Dell Technologies (DELL) — AI Server Business Gaining Traction While Stock Trades at Discount
Current Price: Trading around $119
Dell Technologies has been conspicuously absent from most AI infrastructure conversations, overshadowed by chipmakers and hyperscalers. But the company is quietly building a significant AI server business that deserves investor attention, particularly at current valuations.
The stock trades at approximately 12 times fiscal 2026 anticipated per-share earnings of nearly $10—a modest multiple for a company experiencing double-digit revenue growth driven by AI demand. Third-quarter revenue grew 11% year-over-year to $27 billion, reflecting Dell’s ability to offer well-customized high-performance platforms for AI workloads.
The AI opportunity is materializing faster than many investors recognize. CFO David Kennedy commented in the Q3 fiscal year 2026 report published in November 2025: “FY26 will be another record year, and we’re raising our AI shipment guidance to roughly $25 billion, up over 150% year over year, and revenue guidance to $111.7 billion, up 17%.”
That $25 billion AI shipment guidance represents dramatic growth in a business segment that barely existed for Dell a few years ago. The company is capturing demand from enterprises building AI infrastructure without going directly to hyperscalers, as well as from sovereign AI initiatives where governments are investing in domestic AI capabilities.
COO Jeff Clarke provided additional context on the pipeline strength: “Our five-quarter pipeline is multiples of our $18.4 billion backlog with a mix of neocloud, sovereign, and enterprise customers.” A pipeline measuring multiples of an $18.4 billion backlog suggests Dell has substantial visibility into future AI infrastructure demand extending well beyond the current fiscal year.
The customer mix matters.
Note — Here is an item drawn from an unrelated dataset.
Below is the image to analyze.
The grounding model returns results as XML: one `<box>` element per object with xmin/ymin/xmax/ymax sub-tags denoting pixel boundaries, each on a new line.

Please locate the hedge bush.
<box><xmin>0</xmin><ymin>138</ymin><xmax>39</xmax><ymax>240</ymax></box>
Neocloud customers represent companies building cloud infrastructure outside the traditional hyperscaler model. Sovereign customers are governments investing in AI capabilities for national security and economic competitiveness. Enterprise customers are corporations deploying AI for internal applications. This diversification reduces dependence on any single customer segment and provides multiple growth vectors.
Despite this encouraging fundamental backdrop, investors have sold off the stock. Dell shares are now down nearly 30% from their early-November peak, creating a disconnect between business performance and stock price. The weakness appears driven by broader malaise surrounding AI stocks rather than Dell-specific concerns.
This creates opportunity. Dell is smaller and more nimble than traditional enterprise hardware companies, allowing it to customize solutions for specific AI workloads and customer needs. The company’s long-standing relationships with enterprise customers provide distribution advantages as these organizations build AI capabilities.
The 12 times forward earnings multiple looks attractive compared to other AI infrastructure providers trading at significantly higher valuations. Dell offers AI exposure without the premium multiples that chip designers and cloud providers command, while still participating in the infrastructure buildout through server and storage systems.
Analysts maintain a consensus price target of $115.39, essentially in line with current levels around $119. While this suggests limited near-term upside based on Street expectations, it also indicates the stock has already absorbed significant pessimism. Any positive catalysts—stronger AI server demand, margin improvements, or broader AI sentiment recovery—could drive upward revisions.
The risk is that AI infrastructure spending moderates or that hyperscalers increasingly build their own server infrastructure rather than purchasing from Dell. However, the diversified customer base across neocloud, sovereign, and enterprise segments provides some insulation against hyperscaler purchasing patterns.
Dell represents a value-oriented approach to AI infrastructure investing. The stock trades at a reasonable multiple despite growing AI revenues that should reach $25 billion in fiscal 2026. For investors seeking AI exposure without paying premium valuations, Dell offers a compelling risk-reward profile at current levels.